On Wed, Dec 6, 2023 at 8:32 PM Daniel Verite <daniel@manitou-mail.org> wrote:
>
> Sutou Kouhei wrote:
>
> > * 2022-04: Apache Arrow [2]
> > * 2018-02: Apache Avro, Apache Parquet and Apache ORC [3]
> >
> > (FYI: I want to add support for Apache Arrow.)
> >
> > There were discussions how to add support for more formats. [3][4]
> > In these discussions, we got a consensus about making COPY
> > format extendable.
>
>
> These formats seem all column-oriented whereas COPY is row-oriented
> at the protocol level [1].
> With regard to the procotol, how would it work to support these formats?
>
They have kind of *RowGroup* concepts, a bunch of rows goes to a RowBatch
and the data of the same column goes together.

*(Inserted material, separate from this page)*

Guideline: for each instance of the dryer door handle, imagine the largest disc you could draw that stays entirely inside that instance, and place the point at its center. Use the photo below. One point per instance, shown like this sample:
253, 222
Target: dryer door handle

I think they should fit the COPY semantics and there are some FDW out there for
these modern formats, like [1]. If we support COPY to deal with the
format, it will
be easier to interact with them(without creating
server/usermapping/foreign table).
[1]: https://github.com/adjust/parquet_fdw
>
> [1] https://www.postgresql.org/docs/current/protocol-flow.html#PROTOCOL-COPY
>
>
> Best regards,
> --
> Daniel Vérité
> https://postgresql.verite.pro/
> Twitter: @DanielVerite
>
>
--
Regards
Junwang Zhao